Jison: An API for creating parsers in JavaScript

Bottom-up parsing

When you hear of someone writing a parser, it is usually of the top-down, recursive descent variety. Visualizing the source as an abstract syntax tree (AST), this means the parser tries to match the root, and by doing so, may recursively try to match branches and stems of the AST as it works its way down.

Bottom-up parsing is different:

Bottom-up parsing (also known as shift-reduce parsing) is a strategy for analyzing unknown data relationships that attempts to identify the most fundamental units first, and then to infer higher-order structures from them. It attempts to build trees upward toward the start symbol. It occurs in the analysis of both natural languages and computer languages. - Wikipedia

Because most bottom-up parsers require a parse table (a complex matrix of instructions for the parser PDA) they are usually not handwritten. Instead, a parser generator such as Yacc, Bison, ocamlyacc, etc are used to generate the parser in the target language. For Bison and Yacc, the language is C, for ocamlyacc, the language is, well, ocaml.

Jison

Jison generates bottom-up parsers in JavaScript. Its API is similar to Bison’s, hence the name. It supports many of Bison’s major features, plus some of its own. If you are new to parser generators such as Bison, and Context-free Grammars in general, a good introduction is found in the Bison manual. If you already know Bison, Jison should be easy to pickup.
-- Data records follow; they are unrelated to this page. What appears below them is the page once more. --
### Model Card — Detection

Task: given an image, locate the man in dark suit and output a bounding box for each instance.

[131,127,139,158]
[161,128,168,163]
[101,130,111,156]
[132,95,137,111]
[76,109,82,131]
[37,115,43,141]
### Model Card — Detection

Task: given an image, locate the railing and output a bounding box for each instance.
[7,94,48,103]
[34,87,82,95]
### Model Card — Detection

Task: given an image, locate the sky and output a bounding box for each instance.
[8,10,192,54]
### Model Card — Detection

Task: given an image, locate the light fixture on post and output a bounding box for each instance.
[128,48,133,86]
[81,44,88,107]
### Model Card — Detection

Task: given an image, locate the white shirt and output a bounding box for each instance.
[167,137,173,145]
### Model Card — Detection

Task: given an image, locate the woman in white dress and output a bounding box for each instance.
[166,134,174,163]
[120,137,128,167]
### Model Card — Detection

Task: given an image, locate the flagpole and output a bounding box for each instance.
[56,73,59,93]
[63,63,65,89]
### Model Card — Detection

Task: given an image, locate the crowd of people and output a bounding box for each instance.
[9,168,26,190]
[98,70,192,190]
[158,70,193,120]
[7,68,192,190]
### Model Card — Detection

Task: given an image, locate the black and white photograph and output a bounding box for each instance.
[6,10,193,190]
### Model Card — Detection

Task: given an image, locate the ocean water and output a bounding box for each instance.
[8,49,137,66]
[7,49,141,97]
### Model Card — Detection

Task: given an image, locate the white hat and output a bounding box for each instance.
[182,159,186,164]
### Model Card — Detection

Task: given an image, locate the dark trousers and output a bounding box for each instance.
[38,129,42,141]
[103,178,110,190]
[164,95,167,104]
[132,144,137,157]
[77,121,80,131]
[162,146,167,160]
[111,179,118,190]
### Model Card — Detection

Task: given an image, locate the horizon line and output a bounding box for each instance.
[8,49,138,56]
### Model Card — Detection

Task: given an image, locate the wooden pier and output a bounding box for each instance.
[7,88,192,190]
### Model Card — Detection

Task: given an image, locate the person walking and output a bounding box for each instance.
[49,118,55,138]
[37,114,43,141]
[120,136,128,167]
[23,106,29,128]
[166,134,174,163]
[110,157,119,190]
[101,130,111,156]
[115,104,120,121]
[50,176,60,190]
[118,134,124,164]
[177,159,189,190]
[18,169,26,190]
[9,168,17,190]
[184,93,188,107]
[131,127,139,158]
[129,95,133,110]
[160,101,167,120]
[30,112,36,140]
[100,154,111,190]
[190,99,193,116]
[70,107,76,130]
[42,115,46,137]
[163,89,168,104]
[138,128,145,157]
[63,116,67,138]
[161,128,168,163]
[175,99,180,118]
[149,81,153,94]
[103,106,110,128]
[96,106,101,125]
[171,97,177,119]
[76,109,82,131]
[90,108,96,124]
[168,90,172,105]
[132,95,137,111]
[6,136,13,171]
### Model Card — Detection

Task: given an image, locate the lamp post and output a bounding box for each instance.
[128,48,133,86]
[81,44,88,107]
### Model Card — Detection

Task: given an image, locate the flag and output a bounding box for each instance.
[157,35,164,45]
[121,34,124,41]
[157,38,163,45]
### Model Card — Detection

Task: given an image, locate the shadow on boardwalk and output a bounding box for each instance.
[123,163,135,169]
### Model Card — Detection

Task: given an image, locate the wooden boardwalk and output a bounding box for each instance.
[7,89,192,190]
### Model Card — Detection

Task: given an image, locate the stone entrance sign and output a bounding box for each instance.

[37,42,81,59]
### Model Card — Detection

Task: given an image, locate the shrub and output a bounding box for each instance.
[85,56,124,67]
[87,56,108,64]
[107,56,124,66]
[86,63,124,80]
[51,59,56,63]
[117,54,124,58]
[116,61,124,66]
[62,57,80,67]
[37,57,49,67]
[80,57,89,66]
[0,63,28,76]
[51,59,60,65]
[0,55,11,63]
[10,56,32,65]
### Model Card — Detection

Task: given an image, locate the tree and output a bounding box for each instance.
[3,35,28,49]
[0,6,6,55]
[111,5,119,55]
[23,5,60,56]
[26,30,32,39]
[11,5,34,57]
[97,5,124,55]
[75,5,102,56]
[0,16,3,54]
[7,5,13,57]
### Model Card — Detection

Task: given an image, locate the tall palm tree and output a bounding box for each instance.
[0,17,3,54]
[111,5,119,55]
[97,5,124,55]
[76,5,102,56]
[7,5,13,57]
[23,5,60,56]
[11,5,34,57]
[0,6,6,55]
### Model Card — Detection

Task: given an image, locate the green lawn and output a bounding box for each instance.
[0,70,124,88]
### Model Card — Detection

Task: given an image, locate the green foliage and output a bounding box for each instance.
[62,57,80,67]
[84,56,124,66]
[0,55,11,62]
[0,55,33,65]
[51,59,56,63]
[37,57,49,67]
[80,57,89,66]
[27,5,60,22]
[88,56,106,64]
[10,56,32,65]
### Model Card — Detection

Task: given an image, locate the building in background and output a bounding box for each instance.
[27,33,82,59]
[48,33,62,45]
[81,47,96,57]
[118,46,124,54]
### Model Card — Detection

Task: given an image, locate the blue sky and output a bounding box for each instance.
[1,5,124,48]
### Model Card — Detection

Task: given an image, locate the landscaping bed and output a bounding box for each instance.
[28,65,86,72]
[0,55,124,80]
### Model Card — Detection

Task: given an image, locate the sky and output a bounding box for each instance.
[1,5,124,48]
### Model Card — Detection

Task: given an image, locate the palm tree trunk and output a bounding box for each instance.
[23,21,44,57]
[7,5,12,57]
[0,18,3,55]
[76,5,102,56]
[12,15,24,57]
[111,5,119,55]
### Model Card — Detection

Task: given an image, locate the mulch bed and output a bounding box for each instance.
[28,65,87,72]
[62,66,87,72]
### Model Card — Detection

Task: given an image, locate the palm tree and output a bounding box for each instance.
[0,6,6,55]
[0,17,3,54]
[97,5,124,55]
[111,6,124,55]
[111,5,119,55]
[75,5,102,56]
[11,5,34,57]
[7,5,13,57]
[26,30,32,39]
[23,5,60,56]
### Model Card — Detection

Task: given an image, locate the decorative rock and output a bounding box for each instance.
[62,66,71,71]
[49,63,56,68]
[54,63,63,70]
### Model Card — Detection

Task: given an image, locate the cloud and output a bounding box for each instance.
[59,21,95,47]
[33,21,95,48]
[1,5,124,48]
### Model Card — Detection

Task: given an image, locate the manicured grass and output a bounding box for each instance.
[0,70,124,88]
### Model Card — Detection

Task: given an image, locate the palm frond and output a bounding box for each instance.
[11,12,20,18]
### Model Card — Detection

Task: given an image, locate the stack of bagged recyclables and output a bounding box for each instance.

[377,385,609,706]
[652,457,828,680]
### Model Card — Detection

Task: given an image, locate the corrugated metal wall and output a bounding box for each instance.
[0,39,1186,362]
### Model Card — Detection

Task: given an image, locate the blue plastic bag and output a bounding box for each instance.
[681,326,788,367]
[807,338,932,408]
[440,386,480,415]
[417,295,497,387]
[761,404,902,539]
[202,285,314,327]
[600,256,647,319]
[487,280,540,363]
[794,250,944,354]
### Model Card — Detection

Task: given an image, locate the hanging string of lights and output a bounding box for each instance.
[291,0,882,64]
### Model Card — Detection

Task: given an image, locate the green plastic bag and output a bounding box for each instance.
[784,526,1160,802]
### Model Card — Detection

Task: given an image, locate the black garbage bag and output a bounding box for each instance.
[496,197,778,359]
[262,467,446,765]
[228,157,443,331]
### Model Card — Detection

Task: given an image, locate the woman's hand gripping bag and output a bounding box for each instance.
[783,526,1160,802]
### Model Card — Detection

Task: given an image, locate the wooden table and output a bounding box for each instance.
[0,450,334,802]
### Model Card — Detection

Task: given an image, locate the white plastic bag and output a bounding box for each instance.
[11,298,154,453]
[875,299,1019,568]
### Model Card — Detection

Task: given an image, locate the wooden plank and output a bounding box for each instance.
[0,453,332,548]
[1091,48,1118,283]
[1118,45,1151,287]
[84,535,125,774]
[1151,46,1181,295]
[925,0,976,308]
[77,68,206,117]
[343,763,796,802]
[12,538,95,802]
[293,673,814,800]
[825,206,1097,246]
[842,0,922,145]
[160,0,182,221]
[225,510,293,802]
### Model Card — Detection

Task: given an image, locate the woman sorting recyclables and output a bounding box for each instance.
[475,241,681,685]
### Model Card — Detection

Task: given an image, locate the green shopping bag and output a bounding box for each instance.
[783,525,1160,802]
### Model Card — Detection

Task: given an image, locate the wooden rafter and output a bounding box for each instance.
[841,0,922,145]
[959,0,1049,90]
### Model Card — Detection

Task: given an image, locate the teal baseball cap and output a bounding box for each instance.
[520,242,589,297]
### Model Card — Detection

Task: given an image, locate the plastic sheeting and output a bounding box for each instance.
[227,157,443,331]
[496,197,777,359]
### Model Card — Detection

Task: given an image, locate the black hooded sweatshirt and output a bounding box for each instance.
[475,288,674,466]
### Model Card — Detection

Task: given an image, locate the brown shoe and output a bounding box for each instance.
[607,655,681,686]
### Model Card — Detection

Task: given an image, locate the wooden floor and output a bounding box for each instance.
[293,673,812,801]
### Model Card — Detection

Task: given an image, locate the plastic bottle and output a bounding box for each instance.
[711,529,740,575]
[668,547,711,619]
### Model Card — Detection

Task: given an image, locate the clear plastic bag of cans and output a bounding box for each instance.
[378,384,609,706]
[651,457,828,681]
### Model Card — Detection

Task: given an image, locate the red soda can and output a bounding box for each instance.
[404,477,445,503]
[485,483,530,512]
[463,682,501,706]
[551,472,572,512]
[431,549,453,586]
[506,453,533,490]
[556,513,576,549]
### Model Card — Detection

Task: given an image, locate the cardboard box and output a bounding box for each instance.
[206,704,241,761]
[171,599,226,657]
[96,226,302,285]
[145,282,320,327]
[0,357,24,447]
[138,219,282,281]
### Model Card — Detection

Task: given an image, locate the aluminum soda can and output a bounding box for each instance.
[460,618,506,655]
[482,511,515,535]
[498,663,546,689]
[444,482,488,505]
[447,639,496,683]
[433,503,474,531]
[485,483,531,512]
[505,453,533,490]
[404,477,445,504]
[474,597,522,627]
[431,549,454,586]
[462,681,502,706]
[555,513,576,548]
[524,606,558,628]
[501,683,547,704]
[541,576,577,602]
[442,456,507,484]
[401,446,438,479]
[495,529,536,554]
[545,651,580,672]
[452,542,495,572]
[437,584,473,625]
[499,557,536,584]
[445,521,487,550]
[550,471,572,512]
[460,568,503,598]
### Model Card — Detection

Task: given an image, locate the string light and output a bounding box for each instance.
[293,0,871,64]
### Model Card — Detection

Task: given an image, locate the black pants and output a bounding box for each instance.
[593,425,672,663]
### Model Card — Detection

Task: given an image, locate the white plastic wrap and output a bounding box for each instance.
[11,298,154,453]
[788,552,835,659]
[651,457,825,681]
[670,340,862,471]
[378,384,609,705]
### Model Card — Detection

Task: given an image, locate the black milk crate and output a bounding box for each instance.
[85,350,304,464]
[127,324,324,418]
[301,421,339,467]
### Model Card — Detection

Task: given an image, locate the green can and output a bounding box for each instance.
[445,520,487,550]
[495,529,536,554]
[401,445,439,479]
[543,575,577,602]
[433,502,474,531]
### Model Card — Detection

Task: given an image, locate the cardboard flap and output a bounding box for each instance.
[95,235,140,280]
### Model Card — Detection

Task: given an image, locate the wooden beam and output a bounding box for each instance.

A brief warning before proceeding: the API is ridiculously unstable right now. The goal is to mirror Bison where it makes sense, but we’re not even there yet. Also, optimization has not been a main focus as of yet.

Briefly, Jison takes a JSON encoded grammar specification and outputs a JavaScript file capable of parsing the language described by that grammar specification. You can then use the generated script to parse inputs and accept, reject, or perform actions based on the input.

Installation

Prerequisite: To run Jison from the command line, you’ll need to have Narwhal installed and available from your PATH.

Clone the github repository:

git clone git://github.com/zaach/jison.git

Using Jison from the command line

Now you’re ready to generate some parsers:

cd jison
narwhal bin/jison examples/calculator.json

This will generate a calculator.js file in your current working directory. This file can be used to parse an input file, like so:

echo "2^32 / 1024" > testcalc
narwhal calculator.js testcalc

This will print out 4194304.

Using Jison from a CommonJS module

You can generate parsers programatically from JavaScript as well. Assuming Jison is in your commonjs environment’s load path:

// mygenerator.js
var Parser = require("jison").Parser;

var grammar = {
    "lex": {
        "rules": [
           ["\\s+", "/* skip whitespace */"],
           ["[a-f0-9]+", "return 'HEX';"]
        ]
    },

    "bnf": {
        "hex_strings" :[ "hex_strings HEX",
                         "HEX" ]
    }
};

var parser = new Parser(grammar);

// generate source, ready to be written to disk
var parserSource = parser.generate();

// you can also use the parser directly from memory

// returns true
parser.parse("adfe34bc e82a");

// throws lexical error
parser.parse("adfe34bc zxg");

Using the generated parser

So, you have generated your parser through the command line or JavaScript API and have saved it to disk. Now it can be put to use.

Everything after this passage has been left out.